Browsing the target activities of Tuberculosis (A15–A19). Users can perform a keyword search (B), perform a structure search (C), or browse targets by target classification (D) or ICD disease classification (E). Click the menu icon (A) to show or hide the search panel. The table in the right (F) is the result activities. Click ChEMBL ID, accession code and assay number to view corresponding page. Columns followed by “*” are sortable

Target information page

One of the central features of Bioactivity-explorer is the target information page. In addition to the basic information on a target, to improve usability, bioactivities, charts based on bioactivity data, target interaction network, MMPs and active scaffolds are also organized into this page. Compared to the charts of a target at the official ChEMBL site, Bioactivity-explorer provides charts with more functionalities. Taking the ligand property histogram as an example (Fig. 2), the chart in Bioactivity-explorer was further associated with bioactivities. Active and inactive molecules were shown in different colors; therefore, by selecting different activity thresholds and bin sizes, the user can view the compound properties interactively, including the molecular weight, polar surface area (PSA), AlogP, number of heavy atoms, number of aromatic rings, number of rotatable bonds (RTB), number of hydrogen bond donors (HBD) and number of hydrogen bond acceptors (HBA). There is an additional chart about the number of papers published each year on the target, which gives an overview of the research trend of this target.

Fig. 2
figure2

Target-associated compound property histogram. Active and inactive molecules are shown in different colors. Below the histogram, the molecule property list, activity threshold and bin size threshold slider options could be used to interact with the chart

As stated above, the target interaction relationship here was defined by the number of shared active compounds or scaffolds. The “Network” tab on the target page contains a network, as shown in Fig. 3, illustrating these relationships.

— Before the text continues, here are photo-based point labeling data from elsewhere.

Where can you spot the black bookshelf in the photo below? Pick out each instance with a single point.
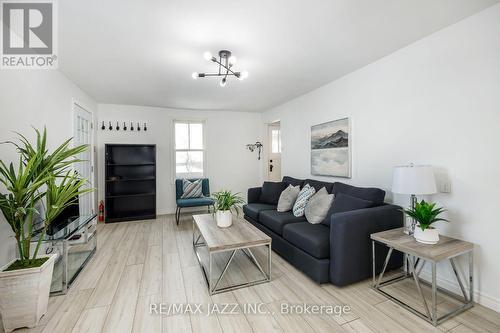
(130, 180)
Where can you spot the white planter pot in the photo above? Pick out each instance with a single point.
(224, 218)
(24, 294)
(427, 236)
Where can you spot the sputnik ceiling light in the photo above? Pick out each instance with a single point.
(225, 61)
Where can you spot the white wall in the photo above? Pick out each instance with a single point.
(229, 164)
(434, 102)
(34, 98)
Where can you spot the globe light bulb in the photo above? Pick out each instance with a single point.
(207, 55)
(243, 75)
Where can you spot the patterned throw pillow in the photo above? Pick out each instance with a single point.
(318, 206)
(288, 198)
(300, 204)
(191, 189)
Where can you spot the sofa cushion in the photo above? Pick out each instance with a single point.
(271, 191)
(344, 203)
(312, 238)
(253, 210)
(318, 206)
(374, 195)
(195, 202)
(287, 198)
(318, 185)
(275, 220)
(293, 181)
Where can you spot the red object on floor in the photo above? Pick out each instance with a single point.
(101, 211)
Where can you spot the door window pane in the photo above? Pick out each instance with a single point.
(276, 141)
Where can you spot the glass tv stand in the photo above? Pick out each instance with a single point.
(75, 244)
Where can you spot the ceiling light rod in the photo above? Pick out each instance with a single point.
(225, 62)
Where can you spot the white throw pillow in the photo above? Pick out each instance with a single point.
(287, 198)
(318, 206)
(301, 202)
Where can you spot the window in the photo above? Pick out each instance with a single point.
(189, 149)
(276, 141)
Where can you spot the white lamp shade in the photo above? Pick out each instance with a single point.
(414, 179)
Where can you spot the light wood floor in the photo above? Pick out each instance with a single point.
(139, 263)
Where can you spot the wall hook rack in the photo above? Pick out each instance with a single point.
(257, 145)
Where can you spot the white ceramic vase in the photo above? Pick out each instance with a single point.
(24, 294)
(224, 218)
(427, 236)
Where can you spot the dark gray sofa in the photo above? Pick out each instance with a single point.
(339, 249)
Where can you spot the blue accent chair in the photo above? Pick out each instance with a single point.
(192, 202)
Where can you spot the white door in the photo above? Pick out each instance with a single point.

An edge that connects two nodes in the network denotes that the two targets have active compounds in common, and the width is proportional to the number of shared compounds. To construct an interactive network view, the node color (color by target type or organism), network type (shared compounds or scaffolds), activity threshold and number of shared compound thresholds are also customizable. The node and edge can be double-clicked to view the corresponding target and compound list, respectively. For some targets with a plethora of bioactivity data, it may take seconds to load the network.

Fig. 3
figure3

Target interaction network of Cyclin-dependent kinase 4/cyclin D1. The node and edge denote the target and target–target interaction relationship, and double click on them to view target information and the shared compounds list, respectively. The options below were used to interact with the network

The “MMP” tab on the target page contains a table of all MMPs derived from the assays of the target (Fig. 4). Each row of the MMP table is a matched molecular pair and consists of a right handed and left handed molecular structure, structural transformation, activity change, assays and physical property changes including molecular weight, PSA, RTB and Alogp. Finally, the “Scaffold” tab contains all BM scaffolds generated from active molecules of the target, together with the corresponding maximum, mean, median and minimum activity values of the scaffold and the number of underlying compounds. A case study exploring data on the target Cyclin-dependent kinase 5 is provided in the Additional file 1.

Fig. 4
figure4

An example of the MMP table. Each row of the table represents an MMP, including the left handed (LH) and right handed (RH) molecule, structural transformation, activity and property changes

Other pages were organized very similarly to the target page, except for specific data. For example, the “Related Molecules” tab on the molecule page contains molecules that have more than 5 active targets in common.

The graphql query interface

Graphql is a query language for APIs, and gives the user the power to ask for exactly what they need. The graphql query interface (named graphiq) and the documentation are located at http://cadd.pharmacy.nankai.edu.cn/b17r_api/graphql. Figure 5 demonstrates a graphql query (in the left panel) that retrieves the first 10 activities with a pChEMBL value greater than 6 of the target Maltase-glucoamylase (ChEMBL tid 1). The retrieved results are located in the right panel in JSON format.

Fig. 5
figure5

The Graphql query interface (graphiql)

Conclusion

We open sourced both the front end and back end of Bioactivity-explorer so that anyone can become directly involved in the development process on GitHub, and researchers who are interested in this tool could build their own local server to use it (which we strongly recommend). In addition to the ChEMBL database, there are still many open and valuable databases that are of great benefit to the drug discovery community; therefore, we expect Bioactivity-explorer to provide an integrated drug development environment for drug discovery and a starting point to integrate more databases.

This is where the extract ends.